The first is a school-faculty facilitated study where the student pursues learning in an arts discipline that goes beyond current course offerings. Past examples have included honors visual arts students who wish to add portfolio-relevant ceramics to their portfolio and thus pursue study with the ceramics instructor, or a filmmaking student who wishes to produce a documentary on a topic of their choosing in partnership with a Catlin media instructor. For the majority of these students, their commitment to deepening their knowledge in an arts area and/or exploring new terrain requires the student to write a prospectus, research an area of study and maintain an ongoing commitment to studio practice or rehearsal in collaboration with Catlin faculty. These students are thus awarded a full academic credit. 

The second opportunity is a faculty-supervised pursuit of advanced study in the arts outside of Catlin Gabel. Typically students engaged in advanced instrumental study seek this option.

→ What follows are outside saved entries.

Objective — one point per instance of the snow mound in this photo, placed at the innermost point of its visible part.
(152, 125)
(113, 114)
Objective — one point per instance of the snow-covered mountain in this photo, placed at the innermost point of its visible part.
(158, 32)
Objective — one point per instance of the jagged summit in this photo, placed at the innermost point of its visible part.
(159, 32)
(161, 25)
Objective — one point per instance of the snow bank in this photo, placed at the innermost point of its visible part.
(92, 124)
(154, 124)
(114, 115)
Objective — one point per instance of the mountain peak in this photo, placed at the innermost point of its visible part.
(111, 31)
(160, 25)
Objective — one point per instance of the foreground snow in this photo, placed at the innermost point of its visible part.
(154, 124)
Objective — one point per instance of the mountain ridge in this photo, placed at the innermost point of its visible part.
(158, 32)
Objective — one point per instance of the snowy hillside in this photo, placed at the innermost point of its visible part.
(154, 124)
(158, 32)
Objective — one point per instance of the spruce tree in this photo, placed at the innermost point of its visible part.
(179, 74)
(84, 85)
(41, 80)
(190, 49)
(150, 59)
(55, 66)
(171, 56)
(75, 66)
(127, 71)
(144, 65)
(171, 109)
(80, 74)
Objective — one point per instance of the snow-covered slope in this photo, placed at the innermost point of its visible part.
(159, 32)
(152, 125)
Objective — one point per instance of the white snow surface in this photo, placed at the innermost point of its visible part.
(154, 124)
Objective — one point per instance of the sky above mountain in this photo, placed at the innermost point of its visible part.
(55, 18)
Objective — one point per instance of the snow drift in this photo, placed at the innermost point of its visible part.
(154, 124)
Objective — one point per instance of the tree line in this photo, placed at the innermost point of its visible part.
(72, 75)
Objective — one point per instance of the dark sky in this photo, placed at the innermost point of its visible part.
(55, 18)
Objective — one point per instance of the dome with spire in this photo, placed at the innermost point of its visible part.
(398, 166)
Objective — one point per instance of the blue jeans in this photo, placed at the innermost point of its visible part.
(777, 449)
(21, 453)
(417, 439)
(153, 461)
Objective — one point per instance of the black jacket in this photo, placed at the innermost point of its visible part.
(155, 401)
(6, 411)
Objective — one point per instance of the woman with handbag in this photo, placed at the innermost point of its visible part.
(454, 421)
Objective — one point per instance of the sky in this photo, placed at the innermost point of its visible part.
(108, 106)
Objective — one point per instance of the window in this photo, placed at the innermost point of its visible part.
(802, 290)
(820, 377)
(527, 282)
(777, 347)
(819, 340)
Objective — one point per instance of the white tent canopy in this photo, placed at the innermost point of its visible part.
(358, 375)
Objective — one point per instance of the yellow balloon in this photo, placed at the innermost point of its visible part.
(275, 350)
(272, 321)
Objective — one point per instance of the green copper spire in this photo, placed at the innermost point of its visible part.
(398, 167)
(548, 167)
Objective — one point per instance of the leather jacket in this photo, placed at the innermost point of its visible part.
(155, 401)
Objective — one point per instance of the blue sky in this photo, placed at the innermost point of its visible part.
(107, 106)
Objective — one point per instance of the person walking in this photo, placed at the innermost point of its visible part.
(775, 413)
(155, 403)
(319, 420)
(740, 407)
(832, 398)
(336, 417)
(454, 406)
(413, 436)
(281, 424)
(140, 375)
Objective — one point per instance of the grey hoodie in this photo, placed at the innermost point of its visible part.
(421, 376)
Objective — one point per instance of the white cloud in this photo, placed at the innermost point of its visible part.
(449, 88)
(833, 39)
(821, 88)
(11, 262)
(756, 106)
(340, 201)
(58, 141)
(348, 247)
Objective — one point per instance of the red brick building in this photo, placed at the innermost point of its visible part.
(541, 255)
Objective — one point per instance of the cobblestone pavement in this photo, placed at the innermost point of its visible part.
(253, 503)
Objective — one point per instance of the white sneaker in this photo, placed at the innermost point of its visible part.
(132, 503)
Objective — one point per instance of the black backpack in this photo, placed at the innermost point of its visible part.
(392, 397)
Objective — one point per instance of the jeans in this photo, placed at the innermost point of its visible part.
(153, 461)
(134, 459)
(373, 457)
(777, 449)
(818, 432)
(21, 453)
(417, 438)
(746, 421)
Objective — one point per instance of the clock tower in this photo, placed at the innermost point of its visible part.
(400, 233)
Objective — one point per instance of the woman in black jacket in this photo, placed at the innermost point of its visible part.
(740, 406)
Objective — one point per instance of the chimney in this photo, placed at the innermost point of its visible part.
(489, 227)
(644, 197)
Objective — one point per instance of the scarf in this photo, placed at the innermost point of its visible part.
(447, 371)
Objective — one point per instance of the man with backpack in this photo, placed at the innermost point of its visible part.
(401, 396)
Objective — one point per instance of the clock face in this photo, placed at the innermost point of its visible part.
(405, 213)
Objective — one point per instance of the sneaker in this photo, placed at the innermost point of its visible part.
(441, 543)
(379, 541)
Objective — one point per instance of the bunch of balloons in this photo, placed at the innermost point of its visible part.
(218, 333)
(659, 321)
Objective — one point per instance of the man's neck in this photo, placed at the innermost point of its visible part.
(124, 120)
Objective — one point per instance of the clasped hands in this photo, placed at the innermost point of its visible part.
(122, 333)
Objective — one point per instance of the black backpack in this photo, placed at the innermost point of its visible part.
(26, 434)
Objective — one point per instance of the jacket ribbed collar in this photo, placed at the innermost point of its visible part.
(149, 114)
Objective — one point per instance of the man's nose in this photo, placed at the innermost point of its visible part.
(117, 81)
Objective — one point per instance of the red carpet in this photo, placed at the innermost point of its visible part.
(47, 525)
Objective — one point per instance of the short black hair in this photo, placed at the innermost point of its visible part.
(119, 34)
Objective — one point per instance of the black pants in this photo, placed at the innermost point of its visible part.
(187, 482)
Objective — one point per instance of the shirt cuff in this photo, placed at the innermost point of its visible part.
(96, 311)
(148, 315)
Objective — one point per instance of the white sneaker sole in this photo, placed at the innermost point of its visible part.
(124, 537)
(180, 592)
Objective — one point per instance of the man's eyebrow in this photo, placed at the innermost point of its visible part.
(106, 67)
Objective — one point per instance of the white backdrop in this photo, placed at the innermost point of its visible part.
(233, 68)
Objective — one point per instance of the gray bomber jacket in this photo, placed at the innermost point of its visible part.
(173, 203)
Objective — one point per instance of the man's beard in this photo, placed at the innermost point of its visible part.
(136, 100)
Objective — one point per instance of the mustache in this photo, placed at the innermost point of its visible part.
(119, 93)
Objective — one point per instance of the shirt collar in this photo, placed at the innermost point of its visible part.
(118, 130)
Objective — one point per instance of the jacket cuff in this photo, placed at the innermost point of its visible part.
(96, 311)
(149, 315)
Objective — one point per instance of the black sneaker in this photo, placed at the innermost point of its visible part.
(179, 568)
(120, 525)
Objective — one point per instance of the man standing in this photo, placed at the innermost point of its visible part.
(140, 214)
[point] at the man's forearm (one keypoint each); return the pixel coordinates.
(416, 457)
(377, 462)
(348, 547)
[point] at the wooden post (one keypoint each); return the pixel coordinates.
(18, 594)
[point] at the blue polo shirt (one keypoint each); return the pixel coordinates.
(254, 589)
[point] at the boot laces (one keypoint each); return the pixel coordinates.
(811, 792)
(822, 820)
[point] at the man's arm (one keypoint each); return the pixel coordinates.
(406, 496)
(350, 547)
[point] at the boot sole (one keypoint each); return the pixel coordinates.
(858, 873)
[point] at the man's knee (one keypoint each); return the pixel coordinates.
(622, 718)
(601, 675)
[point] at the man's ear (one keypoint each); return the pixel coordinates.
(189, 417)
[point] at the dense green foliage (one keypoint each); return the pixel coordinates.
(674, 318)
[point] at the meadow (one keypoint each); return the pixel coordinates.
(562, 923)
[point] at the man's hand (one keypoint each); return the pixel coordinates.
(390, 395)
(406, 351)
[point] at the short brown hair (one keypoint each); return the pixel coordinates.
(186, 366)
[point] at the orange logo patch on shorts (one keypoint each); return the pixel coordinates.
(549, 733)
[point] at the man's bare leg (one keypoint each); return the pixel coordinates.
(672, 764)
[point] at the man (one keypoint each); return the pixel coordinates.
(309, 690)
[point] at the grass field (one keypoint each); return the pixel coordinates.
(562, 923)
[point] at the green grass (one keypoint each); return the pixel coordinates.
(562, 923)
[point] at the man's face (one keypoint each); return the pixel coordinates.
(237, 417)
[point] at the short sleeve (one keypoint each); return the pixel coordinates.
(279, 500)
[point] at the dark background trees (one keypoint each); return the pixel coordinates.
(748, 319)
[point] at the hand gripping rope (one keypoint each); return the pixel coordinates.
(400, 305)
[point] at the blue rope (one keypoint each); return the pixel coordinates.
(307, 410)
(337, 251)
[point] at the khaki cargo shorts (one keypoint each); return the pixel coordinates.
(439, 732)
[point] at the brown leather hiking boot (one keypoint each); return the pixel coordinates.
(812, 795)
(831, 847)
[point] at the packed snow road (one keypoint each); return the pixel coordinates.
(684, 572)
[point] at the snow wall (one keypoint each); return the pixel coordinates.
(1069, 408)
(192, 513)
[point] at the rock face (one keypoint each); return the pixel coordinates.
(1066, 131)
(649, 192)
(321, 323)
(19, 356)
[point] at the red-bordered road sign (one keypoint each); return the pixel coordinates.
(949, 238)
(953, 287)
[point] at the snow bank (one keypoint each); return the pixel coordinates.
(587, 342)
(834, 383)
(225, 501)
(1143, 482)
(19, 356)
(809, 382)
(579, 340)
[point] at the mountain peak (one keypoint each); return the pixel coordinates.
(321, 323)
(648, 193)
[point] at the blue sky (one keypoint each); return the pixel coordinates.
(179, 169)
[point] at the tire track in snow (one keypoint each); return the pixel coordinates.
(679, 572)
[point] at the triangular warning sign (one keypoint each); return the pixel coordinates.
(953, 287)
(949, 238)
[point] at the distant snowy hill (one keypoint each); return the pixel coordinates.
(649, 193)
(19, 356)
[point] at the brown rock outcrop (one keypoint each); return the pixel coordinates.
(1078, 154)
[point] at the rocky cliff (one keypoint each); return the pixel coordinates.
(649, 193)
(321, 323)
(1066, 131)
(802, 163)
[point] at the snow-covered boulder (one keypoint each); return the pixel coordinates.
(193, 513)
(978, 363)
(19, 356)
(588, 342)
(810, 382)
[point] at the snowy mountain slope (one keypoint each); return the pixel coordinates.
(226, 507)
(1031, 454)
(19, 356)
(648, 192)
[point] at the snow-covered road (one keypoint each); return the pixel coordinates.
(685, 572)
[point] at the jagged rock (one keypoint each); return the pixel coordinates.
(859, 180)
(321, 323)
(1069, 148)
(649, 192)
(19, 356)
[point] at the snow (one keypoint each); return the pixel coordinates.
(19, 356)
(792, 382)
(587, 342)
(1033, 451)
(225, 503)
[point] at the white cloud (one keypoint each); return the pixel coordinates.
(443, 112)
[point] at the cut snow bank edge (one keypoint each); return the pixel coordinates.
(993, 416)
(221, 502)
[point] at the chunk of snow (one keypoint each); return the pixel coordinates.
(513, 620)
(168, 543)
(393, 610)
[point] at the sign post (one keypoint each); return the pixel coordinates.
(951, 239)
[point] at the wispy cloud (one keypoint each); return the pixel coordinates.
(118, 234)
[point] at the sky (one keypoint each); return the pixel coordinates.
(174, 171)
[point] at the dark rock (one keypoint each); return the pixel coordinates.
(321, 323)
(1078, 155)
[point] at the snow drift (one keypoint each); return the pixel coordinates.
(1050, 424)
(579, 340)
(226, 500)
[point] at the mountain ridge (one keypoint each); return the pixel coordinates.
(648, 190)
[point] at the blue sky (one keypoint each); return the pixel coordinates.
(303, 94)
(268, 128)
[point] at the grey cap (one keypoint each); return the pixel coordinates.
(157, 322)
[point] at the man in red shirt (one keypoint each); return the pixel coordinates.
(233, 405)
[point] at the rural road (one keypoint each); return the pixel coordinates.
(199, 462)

Occasionally a student may pursue something outside the academic curriculum along the lines of darkroom photography. These students generally practice their artform with an organization outside of school and the level of their in-school engagement is limited to a periodic check-in with a supervising faculty and two community performances / exhibitions per calendar year. For these students, they may earn .5 credit per academic year. Any student engaged in an independent study is required to maintain a weekly blog, documenting their work in process in order to remain metacritical about their artistic growth and to maintain transparency with supervising faculty.   

Finally, individual teachers have the right to decline to supervise an independent study if a student’s proposal does not fall within one of the two paradigms above and/or if supervision / instruction of the independent study takes the instructor appreciably beyond their teaching load.